Dance, Gladys, Dance
Find at your local bookstore
978-1-897126-76-9 | 2012 March | 344 Pages
Available as an audiobook on Audible, Hoopla, OverDrive, Audiobooks.com, Scribd, eStories, Downpour, Libro FM, All Lit Up, Kobo, Recorded, Google, and Apple.
ABOUT THIS BOOK
Twenty-seven-year-old Frieda Zweig is at an impasse. Behind her is a string of failed relationships and half-forgotten ambitions of being a painter; in front of her lies the dreary task of finding a real job and figuring out what “normal” people do with their lives. Then, a classified ad in the local paper introduces Frieda to Gladys, an elderly woman who long ago gave up on her dreams of being a dancer.
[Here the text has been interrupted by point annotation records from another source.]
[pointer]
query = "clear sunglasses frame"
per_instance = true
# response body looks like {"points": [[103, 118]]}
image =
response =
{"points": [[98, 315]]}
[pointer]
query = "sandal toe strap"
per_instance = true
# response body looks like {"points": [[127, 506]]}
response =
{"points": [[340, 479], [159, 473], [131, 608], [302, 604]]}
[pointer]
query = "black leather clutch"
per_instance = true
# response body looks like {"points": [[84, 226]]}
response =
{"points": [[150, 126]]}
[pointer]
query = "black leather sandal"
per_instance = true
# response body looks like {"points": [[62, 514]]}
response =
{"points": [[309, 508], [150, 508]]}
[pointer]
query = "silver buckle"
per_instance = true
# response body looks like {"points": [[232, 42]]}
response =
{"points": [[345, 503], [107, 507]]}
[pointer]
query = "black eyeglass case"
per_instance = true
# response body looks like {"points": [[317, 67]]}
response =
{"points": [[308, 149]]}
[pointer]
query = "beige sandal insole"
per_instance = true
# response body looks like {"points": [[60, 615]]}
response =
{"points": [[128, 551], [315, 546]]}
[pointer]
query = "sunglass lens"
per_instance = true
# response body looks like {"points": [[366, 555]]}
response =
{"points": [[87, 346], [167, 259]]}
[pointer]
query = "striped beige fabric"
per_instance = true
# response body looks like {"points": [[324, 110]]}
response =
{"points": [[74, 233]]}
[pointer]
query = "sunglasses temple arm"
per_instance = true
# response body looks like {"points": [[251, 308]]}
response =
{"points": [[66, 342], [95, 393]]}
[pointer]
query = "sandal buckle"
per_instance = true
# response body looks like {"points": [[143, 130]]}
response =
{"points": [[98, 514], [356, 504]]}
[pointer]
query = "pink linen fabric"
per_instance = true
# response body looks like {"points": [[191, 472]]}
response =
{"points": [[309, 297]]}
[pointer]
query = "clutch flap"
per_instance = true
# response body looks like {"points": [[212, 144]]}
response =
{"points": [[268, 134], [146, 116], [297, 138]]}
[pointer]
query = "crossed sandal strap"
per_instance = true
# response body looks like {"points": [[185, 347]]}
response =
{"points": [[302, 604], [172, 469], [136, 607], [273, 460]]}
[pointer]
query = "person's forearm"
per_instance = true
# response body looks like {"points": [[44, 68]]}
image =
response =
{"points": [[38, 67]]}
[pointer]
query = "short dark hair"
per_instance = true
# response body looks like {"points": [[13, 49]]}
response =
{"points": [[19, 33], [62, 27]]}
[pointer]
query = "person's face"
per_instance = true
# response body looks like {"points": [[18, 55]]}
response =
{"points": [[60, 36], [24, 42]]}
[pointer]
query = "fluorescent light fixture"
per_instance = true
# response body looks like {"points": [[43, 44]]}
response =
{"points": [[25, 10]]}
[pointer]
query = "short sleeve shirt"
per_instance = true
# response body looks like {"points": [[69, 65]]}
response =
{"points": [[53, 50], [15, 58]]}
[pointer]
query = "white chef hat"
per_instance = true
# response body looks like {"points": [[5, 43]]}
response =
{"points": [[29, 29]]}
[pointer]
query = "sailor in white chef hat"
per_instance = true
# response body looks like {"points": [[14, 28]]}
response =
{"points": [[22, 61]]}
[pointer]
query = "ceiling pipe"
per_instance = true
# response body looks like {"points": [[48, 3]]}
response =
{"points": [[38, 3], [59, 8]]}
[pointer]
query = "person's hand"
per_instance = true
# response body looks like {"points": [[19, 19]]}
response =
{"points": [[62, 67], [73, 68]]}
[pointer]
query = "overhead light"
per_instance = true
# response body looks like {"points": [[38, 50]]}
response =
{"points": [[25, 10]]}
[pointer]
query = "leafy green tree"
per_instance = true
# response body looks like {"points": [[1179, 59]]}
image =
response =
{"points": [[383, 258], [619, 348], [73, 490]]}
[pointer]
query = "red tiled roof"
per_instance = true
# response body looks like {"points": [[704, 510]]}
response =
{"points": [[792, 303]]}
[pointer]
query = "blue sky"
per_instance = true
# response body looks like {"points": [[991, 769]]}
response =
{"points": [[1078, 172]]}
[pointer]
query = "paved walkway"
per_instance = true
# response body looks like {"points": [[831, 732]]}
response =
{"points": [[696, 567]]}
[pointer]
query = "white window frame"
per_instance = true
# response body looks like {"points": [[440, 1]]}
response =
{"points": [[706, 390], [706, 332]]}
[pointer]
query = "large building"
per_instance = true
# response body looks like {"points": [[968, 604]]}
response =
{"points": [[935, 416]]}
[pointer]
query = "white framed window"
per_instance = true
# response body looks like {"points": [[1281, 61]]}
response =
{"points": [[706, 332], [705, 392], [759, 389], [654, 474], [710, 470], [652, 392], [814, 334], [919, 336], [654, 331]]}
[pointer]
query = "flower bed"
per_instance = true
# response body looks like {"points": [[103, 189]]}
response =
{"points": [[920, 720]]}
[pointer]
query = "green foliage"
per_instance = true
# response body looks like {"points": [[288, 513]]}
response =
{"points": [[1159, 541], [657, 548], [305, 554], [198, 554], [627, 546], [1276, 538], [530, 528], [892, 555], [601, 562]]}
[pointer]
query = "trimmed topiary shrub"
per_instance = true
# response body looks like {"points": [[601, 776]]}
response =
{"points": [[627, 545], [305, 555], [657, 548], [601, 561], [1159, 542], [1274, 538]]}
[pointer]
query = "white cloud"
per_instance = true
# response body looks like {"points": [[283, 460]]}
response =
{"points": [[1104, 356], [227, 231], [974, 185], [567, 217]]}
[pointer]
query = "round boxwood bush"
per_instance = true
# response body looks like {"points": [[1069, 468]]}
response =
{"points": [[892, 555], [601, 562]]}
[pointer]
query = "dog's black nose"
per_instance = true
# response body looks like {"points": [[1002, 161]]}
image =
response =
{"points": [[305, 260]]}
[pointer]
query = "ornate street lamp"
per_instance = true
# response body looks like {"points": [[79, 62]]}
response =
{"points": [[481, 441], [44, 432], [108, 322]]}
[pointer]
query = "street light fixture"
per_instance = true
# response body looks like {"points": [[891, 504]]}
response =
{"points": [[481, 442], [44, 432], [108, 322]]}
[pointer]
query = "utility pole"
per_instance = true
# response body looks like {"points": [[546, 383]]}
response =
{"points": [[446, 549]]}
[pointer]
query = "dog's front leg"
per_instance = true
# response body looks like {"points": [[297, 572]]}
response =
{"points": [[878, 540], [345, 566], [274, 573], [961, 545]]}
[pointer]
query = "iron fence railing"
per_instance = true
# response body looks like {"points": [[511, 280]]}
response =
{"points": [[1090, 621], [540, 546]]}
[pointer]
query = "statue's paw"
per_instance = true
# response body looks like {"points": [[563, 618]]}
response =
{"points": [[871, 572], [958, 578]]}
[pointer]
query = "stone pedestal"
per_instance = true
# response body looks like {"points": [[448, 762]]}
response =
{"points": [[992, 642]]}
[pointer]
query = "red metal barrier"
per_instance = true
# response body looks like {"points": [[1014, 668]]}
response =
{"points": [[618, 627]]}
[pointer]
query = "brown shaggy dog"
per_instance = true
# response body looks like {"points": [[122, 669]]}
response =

The catch? Gladys is a ghost.
In Dance, Gladys, Dance, Cassie Stocks tells the uplifting story of a woman whose uncanny connection with a kindred spirit causes her to see her life in a new way—as anything but ordinary.
- Winner of the 2013 Leacock Memorial Medal for Canadian Humour Writing
- Longlisted for Canada Reads 2018
- Nominated for the First Book Award at the 2013 Saskatchewan Book Awards
- Book trailer
- Interview with the Western Producer
- Interview with CBC Books
- Magic 8 Q&A at CBC Books
“Dance, Gladys, Dance is a winner. You don't want to stop reading.”
~ Sharon Butala
"Provocative, compelling, and filled with unexpected humour, Dance, Gladys, Dance is a delightful read.”
~ Donna Milner
“Dance, Gladys, Dance is a lovely demonstration of the importance of creating, whether it’s art, friends or food. Connection—reaching out to others—is the ultimate value of this charming and thoughtful novel.”
~ The Globe and Mail
“What a wonderful gem of a novel! Dance, Gladys, Dance is a fun novel with a serious side too and from the first page I was hooked and couldn’t put it down.”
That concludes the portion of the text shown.